Mit ihrem Debütalbum „Rakshak” schossen Bloodywood 2022 in den Vorhof des Metal-Olymp. Eine Band aus Indien, die Nu Metal mit folkloristischen Elementen mischt? Das hatte man so noch nicht gehört. Nun, mit „Nu Delhi”, steht die große Frage im Raum: Können sie mehr als nur ihren Exotenstatus ausspielen?
Der Opener „Halla Bol” gibt erst einmal Entwarnung. Mit peitschender Dhol-Trommel, massiven Gitarren und treibendem Rap zeigt das Trio (live zum Sextett erweitert) direkt, was es kann. Der Mix aus westlicher Härte und indischer Klangwelt funktioniert noch immer – aber es gibt auch erste Abnutzungserscheinungen. Während „Halla Bol” noch ein echtes Brett ist, schaltet bereits track Nummer zwei, „Hutt”, in den Verwaltungsmodus. Simpler Nu Metal, ein Mitsing-Refrain, der live sicher zündet, aber auf Platte schnell durchgewunken wird.

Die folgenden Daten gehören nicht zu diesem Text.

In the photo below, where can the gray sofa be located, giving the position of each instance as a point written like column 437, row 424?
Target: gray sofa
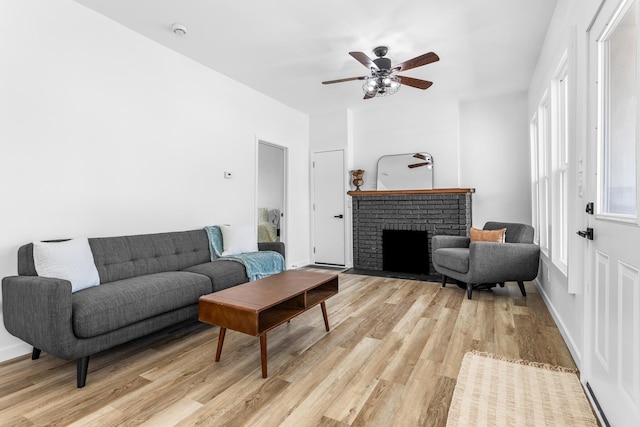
column 147, row 282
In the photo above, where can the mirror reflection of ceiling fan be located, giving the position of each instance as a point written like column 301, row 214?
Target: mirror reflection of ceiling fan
column 428, row 161
column 384, row 79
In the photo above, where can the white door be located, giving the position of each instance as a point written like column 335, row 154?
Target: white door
column 328, row 207
column 612, row 310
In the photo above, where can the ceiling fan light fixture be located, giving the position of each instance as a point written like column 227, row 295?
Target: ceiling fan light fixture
column 382, row 85
column 179, row 29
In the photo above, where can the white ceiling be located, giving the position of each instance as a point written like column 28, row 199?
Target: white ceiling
column 286, row 48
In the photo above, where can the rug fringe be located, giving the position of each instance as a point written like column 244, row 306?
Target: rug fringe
column 524, row 362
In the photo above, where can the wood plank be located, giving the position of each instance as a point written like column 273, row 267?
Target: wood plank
column 391, row 358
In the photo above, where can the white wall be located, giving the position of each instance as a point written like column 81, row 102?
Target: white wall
column 103, row 132
column 494, row 158
column 392, row 127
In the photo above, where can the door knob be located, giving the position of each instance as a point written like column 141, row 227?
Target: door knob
column 587, row 234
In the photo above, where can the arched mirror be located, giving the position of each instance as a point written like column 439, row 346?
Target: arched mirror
column 413, row 171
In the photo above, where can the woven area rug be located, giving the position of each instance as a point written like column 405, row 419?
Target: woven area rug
column 495, row 391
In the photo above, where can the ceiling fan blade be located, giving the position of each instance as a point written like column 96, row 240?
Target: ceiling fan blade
column 420, row 84
column 343, row 80
column 418, row 61
column 364, row 60
column 417, row 165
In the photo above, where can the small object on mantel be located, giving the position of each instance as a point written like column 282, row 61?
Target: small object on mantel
column 400, row 192
column 357, row 178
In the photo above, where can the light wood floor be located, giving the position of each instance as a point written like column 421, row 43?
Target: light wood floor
column 391, row 359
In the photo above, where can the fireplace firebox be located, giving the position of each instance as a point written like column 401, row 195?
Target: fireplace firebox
column 405, row 251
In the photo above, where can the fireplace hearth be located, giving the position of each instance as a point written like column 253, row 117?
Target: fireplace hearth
column 444, row 211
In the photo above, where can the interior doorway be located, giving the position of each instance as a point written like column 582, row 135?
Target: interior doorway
column 329, row 222
column 271, row 192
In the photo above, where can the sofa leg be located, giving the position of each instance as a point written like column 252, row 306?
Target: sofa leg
column 82, row 365
column 521, row 286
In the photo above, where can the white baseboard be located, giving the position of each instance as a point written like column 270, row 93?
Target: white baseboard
column 15, row 350
column 298, row 264
column 573, row 349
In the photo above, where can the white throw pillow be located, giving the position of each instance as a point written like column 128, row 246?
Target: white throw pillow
column 71, row 260
column 238, row 239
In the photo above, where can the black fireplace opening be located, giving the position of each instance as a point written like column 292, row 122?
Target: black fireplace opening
column 405, row 251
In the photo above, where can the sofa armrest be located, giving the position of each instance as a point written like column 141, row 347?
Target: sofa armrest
column 499, row 262
column 442, row 241
column 272, row 246
column 38, row 310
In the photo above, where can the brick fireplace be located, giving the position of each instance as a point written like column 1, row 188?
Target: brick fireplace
column 444, row 211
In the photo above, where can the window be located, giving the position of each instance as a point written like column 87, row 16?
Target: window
column 560, row 163
column 544, row 172
column 535, row 180
column 618, row 104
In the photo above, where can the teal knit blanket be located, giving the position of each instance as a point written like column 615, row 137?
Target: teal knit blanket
column 257, row 264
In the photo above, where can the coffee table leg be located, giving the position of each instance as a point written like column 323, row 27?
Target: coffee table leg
column 323, row 306
column 220, row 342
column 263, row 354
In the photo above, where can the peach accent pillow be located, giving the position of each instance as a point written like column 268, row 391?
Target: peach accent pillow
column 496, row 236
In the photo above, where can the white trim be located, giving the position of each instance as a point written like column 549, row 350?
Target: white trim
column 564, row 331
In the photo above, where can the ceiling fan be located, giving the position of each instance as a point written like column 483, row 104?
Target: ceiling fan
column 384, row 79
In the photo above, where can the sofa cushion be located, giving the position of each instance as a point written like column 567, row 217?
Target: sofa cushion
column 222, row 273
column 110, row 306
column 456, row 259
column 119, row 258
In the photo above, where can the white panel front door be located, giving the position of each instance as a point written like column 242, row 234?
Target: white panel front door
column 612, row 353
column 328, row 207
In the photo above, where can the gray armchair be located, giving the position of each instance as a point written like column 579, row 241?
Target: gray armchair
column 485, row 264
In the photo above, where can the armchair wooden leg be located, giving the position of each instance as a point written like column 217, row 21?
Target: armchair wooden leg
column 521, row 286
column 82, row 366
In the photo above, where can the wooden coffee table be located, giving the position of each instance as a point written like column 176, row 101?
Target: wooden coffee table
column 257, row 307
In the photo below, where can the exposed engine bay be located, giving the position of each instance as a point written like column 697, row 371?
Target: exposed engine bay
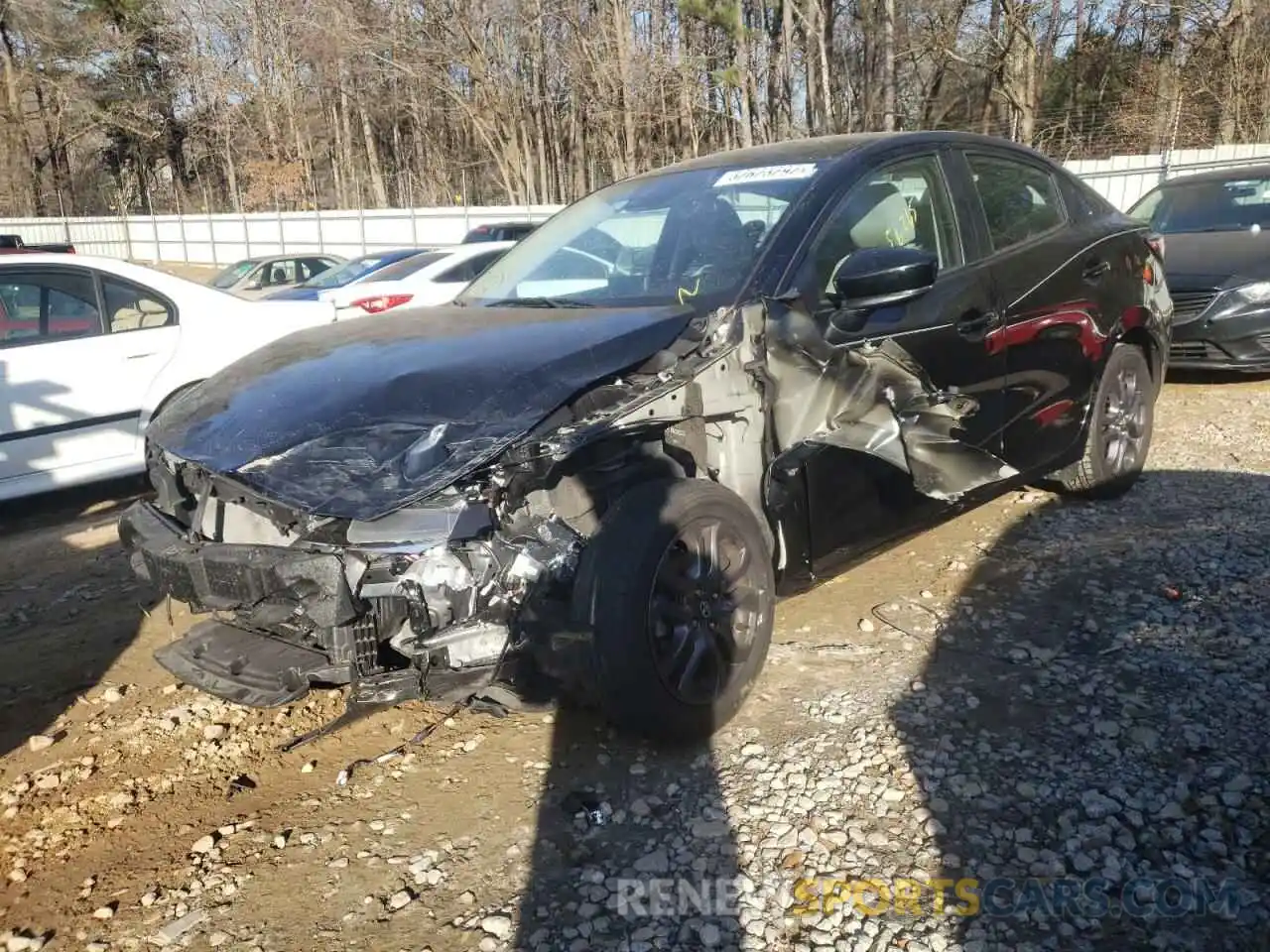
column 470, row 592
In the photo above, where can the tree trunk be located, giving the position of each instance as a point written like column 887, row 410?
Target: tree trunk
column 888, row 66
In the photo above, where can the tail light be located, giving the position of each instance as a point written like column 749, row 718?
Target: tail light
column 381, row 303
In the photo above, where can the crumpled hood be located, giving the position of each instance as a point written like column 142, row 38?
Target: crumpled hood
column 1211, row 259
column 359, row 417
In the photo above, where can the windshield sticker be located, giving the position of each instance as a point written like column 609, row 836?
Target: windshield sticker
column 766, row 173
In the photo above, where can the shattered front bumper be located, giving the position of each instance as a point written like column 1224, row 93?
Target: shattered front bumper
column 234, row 662
column 220, row 576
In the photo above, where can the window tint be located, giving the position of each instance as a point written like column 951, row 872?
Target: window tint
column 48, row 306
column 313, row 267
column 572, row 266
column 1205, row 204
column 134, row 307
column 901, row 206
column 1019, row 200
column 278, row 273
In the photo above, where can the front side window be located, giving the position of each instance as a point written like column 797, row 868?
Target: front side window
column 345, row 273
column 280, row 273
column 132, row 307
column 40, row 306
column 312, row 267
column 905, row 204
column 1020, row 200
column 1182, row 206
column 676, row 238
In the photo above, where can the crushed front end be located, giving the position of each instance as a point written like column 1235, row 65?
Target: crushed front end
column 422, row 603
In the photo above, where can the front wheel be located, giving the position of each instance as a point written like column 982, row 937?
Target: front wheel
column 679, row 589
column 1119, row 434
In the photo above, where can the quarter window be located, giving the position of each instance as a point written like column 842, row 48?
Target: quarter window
column 1019, row 200
column 134, row 307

Dass Bloodywood mittlerweile an den Genregrenzen kratzen, wird besonders bei „Bekhauf” deutlich – der umstrittenen Kollaboration mit Babymetal. Hier treffen Punjabi-Vibes auf japanischen Kawaii-Metal und Synthies, was entweder genial oder grauenhaft ist, je nach Geschmack. Auch „Kismat” wagt einen Sprung ins Ungewohnte, ersetzt aber die charmante Folklore früherer Hits durch einen elektronischen Unterbau. Während Fans von Bands wie The Hu weiterhin begeistert sein dürften, fällt auf, dass sich Bloodywood oft in einer Art Sound-Patchwork verlieren.
Das Problem von „Nu Delhi”? Nicht die Qualität der Einzelteile, sondern die mangelnde Stringenz im Songwriting. Tracks wie „Daggebaaz” und „Tadka” bieten zwar starke Momente – von brutalen Breakdowns bis hin zu humorvollen Hommagen an indisches Essen –, aber oft fehlt der letzte Schliff, der aus guten Ideen wirklich große Songs macht.
Dennoch: „Nu Delhi” bleibt ein Album, das man so aus keiner anderen Ecke der Welt bekommen würde. Es ist vielleicht nicht das Meisterwerk, das Bloodywood erhofft haben, aber es zeigt eine Band, die sich nicht auf alten Erfolgen ausruht. Und das allein ist schon mehr, als viele ihrer Nu-Metal-Vorbilder je behaupten konnten.